One of the most important things that affects our financial lives is our level of income.
When you're a business owner there are many factors that can affect how much money you make from the business. However, when you're an employee the main thing you're looking for is a pay rise.
Asurvey of 251 CEOs has revealed that 40% of them plan to limit pay rises to between 0% to 2% according to reporting in the Australian Financial Review.
Another third of the CEOs plan to give pay rises of between 2% to 3% whilst just 14% expect to grow wages by 4% or more.
Obviously a mitigating factor for these low numbers is that inflation is running at a very low level.
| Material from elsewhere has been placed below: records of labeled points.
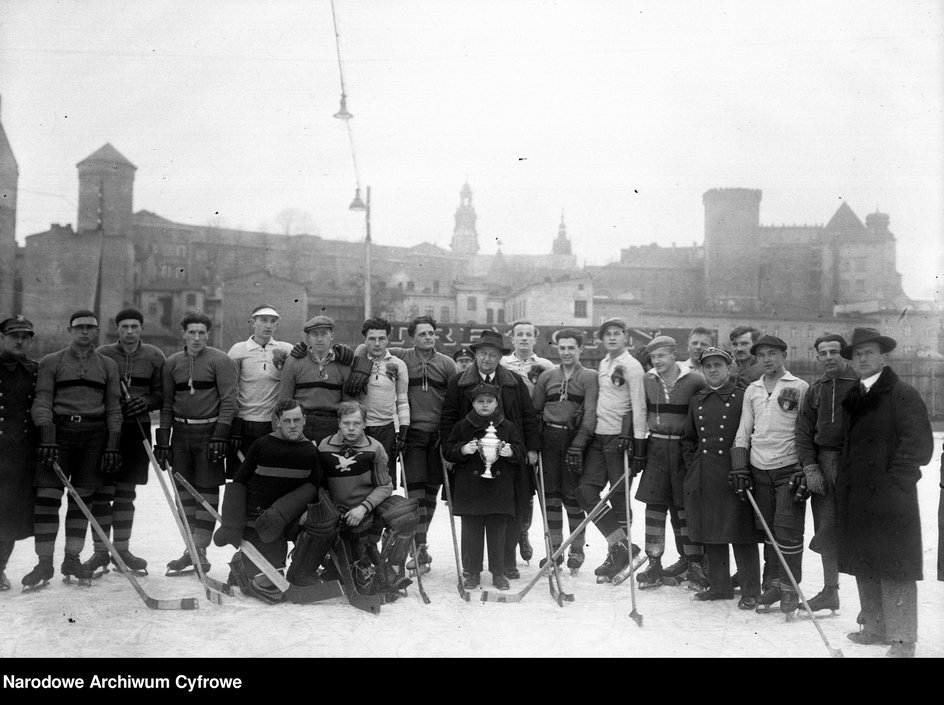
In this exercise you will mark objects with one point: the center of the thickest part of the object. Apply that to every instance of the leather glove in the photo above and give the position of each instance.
(815, 479)
(798, 484)
(740, 481)
(133, 406)
(111, 457)
(343, 354)
(233, 516)
(299, 350)
(640, 448)
(48, 451)
(401, 439)
(574, 459)
(360, 375)
(162, 449)
(219, 443)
So, a wage increase of 2% with 2% inflation has the same effect as a 3% pay rise with 3% inflation. Some businesses are being generous such as Westpac Banking Corp (ASX: WBC) employees receiving a pay rise of more than 3%.
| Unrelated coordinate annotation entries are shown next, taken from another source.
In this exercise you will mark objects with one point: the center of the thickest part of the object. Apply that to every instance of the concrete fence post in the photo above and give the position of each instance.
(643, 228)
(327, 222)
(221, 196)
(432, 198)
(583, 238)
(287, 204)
Various studies and indeed job advice has shown that jumping between positions creates better wage growth than sticking around for a long time, which is a shame that loyalty generally doesn't pay over the long-term.
Whilst businesses might just think of wages of costs, they become the income of other businesses when employees spend the money, so lower wage growth does have a knock-on effect to other areas of the economy.
One of the main problems that employees face these days is that large businesses are investing heavily in automation to reduce their labour costs. This will also have an effect of keeping the lid on wage growth.
Foolish takeaway
Don't feel completely at a loss if your wages aren't growing much. Inflation is low, you could consider changing jobs and there is always the possibility of investing in the businesses yourself to benefit from automation.